I empathized greatly with Rakka because I had been in her shoes: in a new place, trying to make the best of things, but caught off-guard when things begin to change in ways I couldn’t anticipate. She reacts by closing herself off to those who could help her in her time of grief. Yet despite at first being closed off and feeling hopeless, Rakka eventually begins to forgive herself, slowly accepting help from others and taking steps on her own path to recovery.
This series provided me with the self-awareness to realize that I’d been trying to bottle up and hide all of my problems from others and that this was not a healthy solution. Instead, it showed how discussing one’s problems with others and accepting their help is the better solution. The path to getting better was difficult for me, as it was for Rakka, but the end result was more than worth the effort.
Finding a story with a character similar to yourself can feel extremely validating, especially when there are seldom, if ever, any positive portrayals of people like you in fiction.
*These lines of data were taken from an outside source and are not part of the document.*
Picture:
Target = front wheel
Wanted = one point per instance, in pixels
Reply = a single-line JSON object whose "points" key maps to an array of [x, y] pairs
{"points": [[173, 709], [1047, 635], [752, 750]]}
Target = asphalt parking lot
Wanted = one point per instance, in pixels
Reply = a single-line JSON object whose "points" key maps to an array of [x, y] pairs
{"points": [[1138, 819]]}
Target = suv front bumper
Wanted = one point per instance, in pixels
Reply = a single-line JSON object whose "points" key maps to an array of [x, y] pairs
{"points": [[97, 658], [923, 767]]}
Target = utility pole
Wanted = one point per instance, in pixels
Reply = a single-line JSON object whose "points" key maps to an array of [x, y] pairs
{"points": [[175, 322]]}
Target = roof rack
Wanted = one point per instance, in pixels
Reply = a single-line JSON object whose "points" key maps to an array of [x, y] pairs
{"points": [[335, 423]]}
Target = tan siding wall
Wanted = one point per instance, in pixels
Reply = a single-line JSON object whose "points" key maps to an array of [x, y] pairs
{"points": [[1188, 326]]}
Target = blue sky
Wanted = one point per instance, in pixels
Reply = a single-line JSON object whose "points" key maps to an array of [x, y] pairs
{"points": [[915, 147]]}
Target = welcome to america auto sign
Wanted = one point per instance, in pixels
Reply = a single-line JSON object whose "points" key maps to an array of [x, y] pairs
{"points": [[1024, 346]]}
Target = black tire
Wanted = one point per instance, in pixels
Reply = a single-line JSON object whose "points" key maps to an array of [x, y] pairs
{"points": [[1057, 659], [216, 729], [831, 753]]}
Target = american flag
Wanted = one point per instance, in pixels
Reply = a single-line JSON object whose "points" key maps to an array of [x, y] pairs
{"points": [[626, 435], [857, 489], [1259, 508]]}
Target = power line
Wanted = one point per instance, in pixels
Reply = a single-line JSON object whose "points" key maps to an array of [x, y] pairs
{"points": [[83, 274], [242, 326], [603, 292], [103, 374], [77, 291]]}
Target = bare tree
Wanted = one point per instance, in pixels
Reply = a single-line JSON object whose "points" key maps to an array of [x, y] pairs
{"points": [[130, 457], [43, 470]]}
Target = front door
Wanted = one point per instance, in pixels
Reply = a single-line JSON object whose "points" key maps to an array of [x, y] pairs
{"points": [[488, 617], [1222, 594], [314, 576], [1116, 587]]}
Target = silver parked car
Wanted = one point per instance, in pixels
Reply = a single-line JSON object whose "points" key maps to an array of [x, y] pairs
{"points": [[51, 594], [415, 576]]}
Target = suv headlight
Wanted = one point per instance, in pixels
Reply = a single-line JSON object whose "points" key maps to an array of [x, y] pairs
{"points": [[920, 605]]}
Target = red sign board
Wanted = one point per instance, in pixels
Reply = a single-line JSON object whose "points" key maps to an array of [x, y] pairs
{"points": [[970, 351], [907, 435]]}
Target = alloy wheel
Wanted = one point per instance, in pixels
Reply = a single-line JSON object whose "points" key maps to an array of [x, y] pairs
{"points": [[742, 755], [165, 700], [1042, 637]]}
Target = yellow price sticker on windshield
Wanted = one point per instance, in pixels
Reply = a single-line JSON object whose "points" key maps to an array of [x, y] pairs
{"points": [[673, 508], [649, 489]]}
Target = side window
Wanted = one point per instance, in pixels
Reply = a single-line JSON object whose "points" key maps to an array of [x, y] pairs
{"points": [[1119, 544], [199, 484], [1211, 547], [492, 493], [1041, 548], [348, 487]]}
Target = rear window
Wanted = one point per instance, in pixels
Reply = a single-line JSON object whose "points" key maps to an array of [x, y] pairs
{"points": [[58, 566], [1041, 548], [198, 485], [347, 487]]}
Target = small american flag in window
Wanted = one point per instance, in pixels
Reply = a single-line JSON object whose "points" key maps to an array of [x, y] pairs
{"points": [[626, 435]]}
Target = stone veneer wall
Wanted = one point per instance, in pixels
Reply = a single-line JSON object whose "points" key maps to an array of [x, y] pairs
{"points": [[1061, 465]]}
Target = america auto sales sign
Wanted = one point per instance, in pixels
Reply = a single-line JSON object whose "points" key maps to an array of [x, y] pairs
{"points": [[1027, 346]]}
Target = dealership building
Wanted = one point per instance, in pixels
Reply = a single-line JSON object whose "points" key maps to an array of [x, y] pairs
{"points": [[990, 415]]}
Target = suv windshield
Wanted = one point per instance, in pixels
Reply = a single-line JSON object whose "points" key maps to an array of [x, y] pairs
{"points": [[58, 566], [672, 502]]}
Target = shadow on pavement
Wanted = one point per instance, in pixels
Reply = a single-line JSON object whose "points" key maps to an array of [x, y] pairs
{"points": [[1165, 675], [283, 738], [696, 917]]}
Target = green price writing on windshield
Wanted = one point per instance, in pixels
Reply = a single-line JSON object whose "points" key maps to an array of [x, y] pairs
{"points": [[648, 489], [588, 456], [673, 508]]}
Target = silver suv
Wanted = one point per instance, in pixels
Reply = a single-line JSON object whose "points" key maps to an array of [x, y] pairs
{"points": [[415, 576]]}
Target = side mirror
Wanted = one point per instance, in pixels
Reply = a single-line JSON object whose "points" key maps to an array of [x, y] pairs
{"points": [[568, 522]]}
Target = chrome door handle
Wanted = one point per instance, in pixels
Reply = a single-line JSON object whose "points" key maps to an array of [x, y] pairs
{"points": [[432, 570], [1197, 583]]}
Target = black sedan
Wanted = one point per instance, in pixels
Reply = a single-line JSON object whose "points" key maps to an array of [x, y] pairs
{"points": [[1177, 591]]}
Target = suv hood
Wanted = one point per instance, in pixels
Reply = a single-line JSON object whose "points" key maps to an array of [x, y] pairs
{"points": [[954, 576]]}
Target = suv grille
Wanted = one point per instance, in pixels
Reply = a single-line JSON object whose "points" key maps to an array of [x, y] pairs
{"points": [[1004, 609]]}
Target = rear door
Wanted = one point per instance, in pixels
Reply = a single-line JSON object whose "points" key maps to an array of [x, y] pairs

These are the stories that have provided me with that feeling of belonging, but each spoke to me in a different way, which is part of why it’s so important for there to be a wide variety of diverse representation that can capture people’s complexities.
My hope is, as we move forward, it will become more common for neurodivergent people to speak up about their experiences with media. Because whenever we add more voices to a conversation, we end up creating more stories to share with the world and a hope that they will resonate with someone who needs them most.